Even though TIM-OS and MCML work in different presentation domains, we still compared their speeds. On average, TIM-OS is about eight to ten times faster than MCML. For example, while MCML spent a total of 6340 s to handle the four-layered tissue model, TIM-OS used only 738 s, a speed gain of more than eight times. Hence, if TIM-OS used only one CPU core, it would have almost the same speed as MCML.

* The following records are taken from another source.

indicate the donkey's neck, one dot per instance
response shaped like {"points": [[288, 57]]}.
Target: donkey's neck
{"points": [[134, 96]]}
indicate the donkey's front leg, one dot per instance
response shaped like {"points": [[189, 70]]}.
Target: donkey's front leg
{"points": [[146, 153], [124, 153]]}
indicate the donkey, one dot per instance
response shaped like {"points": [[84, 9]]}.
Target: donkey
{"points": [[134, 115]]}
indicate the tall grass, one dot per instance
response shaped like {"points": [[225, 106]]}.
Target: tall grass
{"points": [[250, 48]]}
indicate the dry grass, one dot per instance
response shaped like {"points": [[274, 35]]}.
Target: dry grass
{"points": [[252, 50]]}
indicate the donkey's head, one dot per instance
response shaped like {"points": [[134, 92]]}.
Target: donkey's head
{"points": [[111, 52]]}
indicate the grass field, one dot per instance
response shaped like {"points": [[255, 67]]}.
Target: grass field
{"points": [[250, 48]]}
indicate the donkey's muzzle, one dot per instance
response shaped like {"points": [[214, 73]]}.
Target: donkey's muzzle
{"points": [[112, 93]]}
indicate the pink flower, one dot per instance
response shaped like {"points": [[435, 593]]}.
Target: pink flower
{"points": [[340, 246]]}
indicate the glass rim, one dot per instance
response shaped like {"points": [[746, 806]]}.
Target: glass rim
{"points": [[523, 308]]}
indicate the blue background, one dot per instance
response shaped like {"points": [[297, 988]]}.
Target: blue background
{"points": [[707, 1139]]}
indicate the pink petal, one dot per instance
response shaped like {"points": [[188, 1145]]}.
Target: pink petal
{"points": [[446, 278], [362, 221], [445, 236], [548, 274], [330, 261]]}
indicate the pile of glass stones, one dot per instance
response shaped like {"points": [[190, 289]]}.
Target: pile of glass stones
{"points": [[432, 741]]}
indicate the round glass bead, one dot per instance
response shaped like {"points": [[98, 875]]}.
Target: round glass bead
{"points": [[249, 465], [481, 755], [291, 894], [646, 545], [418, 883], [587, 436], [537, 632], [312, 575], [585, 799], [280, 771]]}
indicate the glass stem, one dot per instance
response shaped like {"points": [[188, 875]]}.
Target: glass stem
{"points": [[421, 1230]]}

For curiosity, we also compared TIM-OS with the GPU-based MCML implementation: ‘CUDAMCML’ (Alerstam et al 2008, 2009). In the newest manual (Alerstam et al 2009), CUDAMCML was compared with the original MCML and showed a speed increase of more than 50 times, in contrast with the 1000-fold increase in speed that was originally reported (Alerstam et al 2008). To compare TIM-OS with CUDAMCML, we ran the single-layer case described in the CUDAMCML manual: n = 1.5, µa = 0.1, µs = 90, g = 0.9 and a thickness of 100 mm. Because the downloaded CUDAMCML program did not perform well on our workstation, which has a Quadro FX570 workstation graphic card from Nvidia, we have cited all the CUDAMCML data from the CUDAMCML manual (Alerstam et al 2009) (downloaded on 26 September 2009). Since CUDAMCML works in single precision floating numbers, we rewrote TIM-OS in single precision floating numbers for comparison. In this case, TIM-OS took 252 s while CUDAMCML took 64 s for 10 million photons—about four times faster. We then compared a multi-thread implementation of MCML (also in single floating point numbers) with CUDAMCML and found that the multi-thread MCML took 114 s. That is, CUDAMCML was only two times faster than highly optimized MCML on an eight-core machine. Based on this comparison, given the overheads due to complex geometry and the GPU memory bottleneck, it appears that there is not enough potential for a gain of speed for us to move our TIM-OS code to a middle range GPU card, such as the Nvidia 9800GT used for CUDAMCML. However, a high-end GPU workstation with a Tesla S1070 graphic card might perform much better.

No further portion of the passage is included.